Analysis of years of data from the Large Hadron Collider shows evidence the particle decays into bottom quarks

Higgs Boson
ATLAS Collaboration/CERN

July 4, 2012. Besides being the United States’ 236th birthday, it was the day that physicists announced that they had found strong evidence of the Higgs boson, an elusive particle that imparts mass to other elementary particles in the universe. It was one of the most important achievements in physics in the last century, and it took the construction of the Large Hadron Collider, the giant particle accelerator based outside Geneva, Switzerland, to test for it. Following that triumph, the physics community was confident that more discoveries would follow from CERN. But literally quadrillions of proton collisions in the collider later, nothing new has emerged. Now, however, after sifting through years of data, researchers working on the LHC’s ATLAS experiment announced that they can confirm something new: the decay of the Higgs boson produces bottom quarks, lending support to a theoretical framework of physics known as the Standard Model of particle physics.

According to a press release, the 2012 Higgs sighting was incomplete. While actually observing a Higgs boson is not currently possible, detecting the bits the particle decays into is something the particle accelerator can do. At that time, two predicted particles called W and Z bosons were observed, which are expected in about 30 percent of decaying Higgs bosons. But researchers did not see the particles expected 60 percent of the time—bottom quarks.

Or at least, so they thought. The problem, explains the Wire, is that they did see bottom quarks, just too many of them; the collider produces lots of bottoms quarks through various interactions besides the streams of protons it's been designed to slam into one another. So figuring out whether a bottom quark detected in the LHC came from a decaying Higgs boson or from somewhere else proved extremely difficult. That’s why it took so long for scientists to reach the point of reasonable certainty that some of the bottom quarks they were observing were coming from Higgs decay.
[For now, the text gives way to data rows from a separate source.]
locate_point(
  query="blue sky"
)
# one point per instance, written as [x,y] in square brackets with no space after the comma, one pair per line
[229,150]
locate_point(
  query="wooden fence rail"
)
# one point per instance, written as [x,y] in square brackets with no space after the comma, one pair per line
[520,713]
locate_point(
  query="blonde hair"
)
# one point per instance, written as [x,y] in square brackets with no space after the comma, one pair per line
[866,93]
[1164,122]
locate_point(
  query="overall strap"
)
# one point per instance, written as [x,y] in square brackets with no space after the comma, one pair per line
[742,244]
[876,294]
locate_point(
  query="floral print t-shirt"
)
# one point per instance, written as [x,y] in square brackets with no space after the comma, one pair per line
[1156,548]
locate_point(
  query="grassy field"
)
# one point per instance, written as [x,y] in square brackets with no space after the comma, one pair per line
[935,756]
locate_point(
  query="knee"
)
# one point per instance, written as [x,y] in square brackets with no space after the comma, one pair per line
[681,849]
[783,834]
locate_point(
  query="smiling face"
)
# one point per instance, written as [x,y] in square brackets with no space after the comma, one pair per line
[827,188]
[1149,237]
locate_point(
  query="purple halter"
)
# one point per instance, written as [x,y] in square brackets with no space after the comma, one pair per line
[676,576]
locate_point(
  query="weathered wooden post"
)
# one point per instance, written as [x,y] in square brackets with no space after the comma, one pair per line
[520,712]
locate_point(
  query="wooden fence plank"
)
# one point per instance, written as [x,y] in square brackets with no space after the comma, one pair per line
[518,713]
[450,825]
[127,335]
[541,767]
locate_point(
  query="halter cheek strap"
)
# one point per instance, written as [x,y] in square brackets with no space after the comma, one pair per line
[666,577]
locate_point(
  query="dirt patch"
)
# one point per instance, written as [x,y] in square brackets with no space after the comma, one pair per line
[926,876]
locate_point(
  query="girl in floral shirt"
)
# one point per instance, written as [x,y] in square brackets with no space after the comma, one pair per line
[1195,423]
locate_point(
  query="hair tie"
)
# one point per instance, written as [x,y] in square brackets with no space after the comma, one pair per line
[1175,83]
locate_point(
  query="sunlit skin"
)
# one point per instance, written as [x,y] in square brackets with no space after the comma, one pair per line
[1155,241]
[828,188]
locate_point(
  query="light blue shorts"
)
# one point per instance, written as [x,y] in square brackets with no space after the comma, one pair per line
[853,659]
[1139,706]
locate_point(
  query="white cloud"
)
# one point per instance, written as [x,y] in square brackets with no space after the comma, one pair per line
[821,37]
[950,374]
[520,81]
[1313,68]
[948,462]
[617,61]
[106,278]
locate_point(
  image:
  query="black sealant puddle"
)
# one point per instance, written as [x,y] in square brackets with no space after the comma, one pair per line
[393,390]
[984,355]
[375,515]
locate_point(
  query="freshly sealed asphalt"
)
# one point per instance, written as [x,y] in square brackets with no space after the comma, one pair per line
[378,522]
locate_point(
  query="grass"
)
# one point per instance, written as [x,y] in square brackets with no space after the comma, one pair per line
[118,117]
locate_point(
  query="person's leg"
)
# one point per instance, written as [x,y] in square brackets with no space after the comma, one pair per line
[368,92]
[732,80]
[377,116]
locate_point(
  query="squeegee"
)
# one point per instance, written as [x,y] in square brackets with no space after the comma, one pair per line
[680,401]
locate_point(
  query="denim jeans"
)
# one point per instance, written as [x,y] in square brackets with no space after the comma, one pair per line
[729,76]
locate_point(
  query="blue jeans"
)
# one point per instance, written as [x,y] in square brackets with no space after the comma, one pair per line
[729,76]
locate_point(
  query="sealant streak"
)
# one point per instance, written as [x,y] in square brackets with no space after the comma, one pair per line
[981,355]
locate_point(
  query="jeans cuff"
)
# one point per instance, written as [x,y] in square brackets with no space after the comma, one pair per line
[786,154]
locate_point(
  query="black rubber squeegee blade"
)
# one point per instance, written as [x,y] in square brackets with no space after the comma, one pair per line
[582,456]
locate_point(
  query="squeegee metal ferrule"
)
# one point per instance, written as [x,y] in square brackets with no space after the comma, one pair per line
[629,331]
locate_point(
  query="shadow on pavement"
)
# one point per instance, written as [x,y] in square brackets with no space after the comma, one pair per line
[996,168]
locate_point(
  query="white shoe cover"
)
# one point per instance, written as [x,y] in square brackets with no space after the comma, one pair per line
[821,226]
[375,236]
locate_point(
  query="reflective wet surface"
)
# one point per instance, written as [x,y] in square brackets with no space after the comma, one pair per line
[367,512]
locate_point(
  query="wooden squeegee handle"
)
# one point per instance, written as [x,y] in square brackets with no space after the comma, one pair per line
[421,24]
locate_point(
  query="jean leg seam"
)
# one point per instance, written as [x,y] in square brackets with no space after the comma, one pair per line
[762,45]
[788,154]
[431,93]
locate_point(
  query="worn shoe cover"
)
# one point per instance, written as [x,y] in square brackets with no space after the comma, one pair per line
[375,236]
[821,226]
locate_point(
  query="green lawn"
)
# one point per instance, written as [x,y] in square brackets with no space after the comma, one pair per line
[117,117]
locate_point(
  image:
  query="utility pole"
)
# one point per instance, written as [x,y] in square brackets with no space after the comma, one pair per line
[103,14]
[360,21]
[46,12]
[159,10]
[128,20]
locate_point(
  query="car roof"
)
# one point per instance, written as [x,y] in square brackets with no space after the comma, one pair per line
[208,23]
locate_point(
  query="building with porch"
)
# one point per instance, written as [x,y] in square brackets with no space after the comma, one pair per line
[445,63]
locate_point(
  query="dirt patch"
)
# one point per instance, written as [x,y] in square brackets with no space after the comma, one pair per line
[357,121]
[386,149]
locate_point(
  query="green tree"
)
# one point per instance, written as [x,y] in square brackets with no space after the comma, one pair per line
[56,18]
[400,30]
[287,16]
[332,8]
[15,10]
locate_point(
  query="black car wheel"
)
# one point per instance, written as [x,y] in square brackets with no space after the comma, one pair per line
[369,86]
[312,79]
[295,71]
Looking at all the data since 2011 and using new analytical techniques like deep artificial neural nets and machine learning, they finally found statistically significant evidence of the Higgs-generated bottom quarks.

“It’s the first time we’ve seen the Higgs coupling to bottom quarks, which had been predicted,” John Huth, a Harvard University particle physicist who works on the ATLAS experiment, tells Ryan F. Mandelbaum at Gizmodo. “We thought it would happen, but until we saw it, we wouldn’t know for sure that it coupled to quarks in this way.”

While the finding is a triumph of analysis and another confirmation that we’ve likely found the Higgs boson, it’s also mildly disappointing. That’s because it fits nicely in the Standard Model, which physicists have been working with since the early 1970s. While the model explains a lot about particle physics, it has some gaping holes. For instance, it doesn’t address gravity or explain dark matter. Since the LHC was switched on, researchers had hoped for evidence of “weird” particles that would break or expand the Standard Model or confirm supersymmetry, an addendum to the model that helps explain mass. That has simply not happened, at least not yet.

For now, physicists may have to wait a few more years before the laws of nature are rewritten. The LHC is undergoing a series of power upgrades that will be complete in 2026 and when it's switched back on the juiced-up particle accelerator may lead to the type of weird science the field needs to move beyond even John Hughes' wildest imagination.